The Consumer Question
Perhaps the bigger question to ask is whether government-mandated lockdowns really matter so much when it comes to the timeline for consumers returning to once-normal activities like eating in restaurants, going to the movies or traveling in airplanes.
According to recent PYMNTS/PayPal data on the subject, the answer seems to be a pretty resounding “no.” Only 6 percent of those we surveyed noted that state and local governments relaxing restrictions is their single most important prerequisite for returning to their pre-pandemic lifestyles.

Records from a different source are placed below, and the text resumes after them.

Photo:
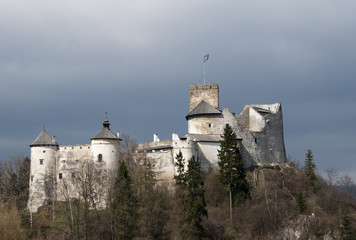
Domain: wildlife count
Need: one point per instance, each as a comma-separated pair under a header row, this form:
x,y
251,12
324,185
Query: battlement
x,y
207,92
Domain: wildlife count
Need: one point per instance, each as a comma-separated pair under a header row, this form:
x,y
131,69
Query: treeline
x,y
226,204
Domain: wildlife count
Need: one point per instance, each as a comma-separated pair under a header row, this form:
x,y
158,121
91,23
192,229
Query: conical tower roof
x,y
202,109
105,133
44,139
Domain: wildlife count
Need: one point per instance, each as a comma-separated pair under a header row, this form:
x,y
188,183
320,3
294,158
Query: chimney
x,y
155,137
175,137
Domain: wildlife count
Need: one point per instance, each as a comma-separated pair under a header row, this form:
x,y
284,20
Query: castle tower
x,y
204,109
106,147
207,92
43,161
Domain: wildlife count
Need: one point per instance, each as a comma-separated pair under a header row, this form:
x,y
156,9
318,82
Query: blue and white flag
x,y
206,57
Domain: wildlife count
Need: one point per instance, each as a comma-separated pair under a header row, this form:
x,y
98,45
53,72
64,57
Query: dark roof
x,y
105,133
43,139
204,137
203,108
262,111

What the data mostly demonstrate is the fact that consumers are still deeply concerned about the pandemic and want a vaccine before they’re willing to get back out there the way they once did. Thirty-eight percent of consumers say having a readily available vaccine is the single most important requirement for returning to their pre-pandemic lifestyles.
Meanwhile, 59 percent say they at least would need to know that a COVID-19 vaccine was readily available before feeling comfortable returning to their previous routines. And perhaps most disturbing given the recent trends in infection rates, 58 percent of consumers say they would want to know that the number of new COVID-19 cases had decreased before feeling comfortable returning to their pre-pandemic routines.
However, infection rates aren’t decreasing – quite the opposite, they’re soaring at the moment. And it seems that even if those figures do come down and countries avoid full-scale lockdowns, consumers will impose their own personal lockdowns and stick to digital commerce until a vaccine makes the scene.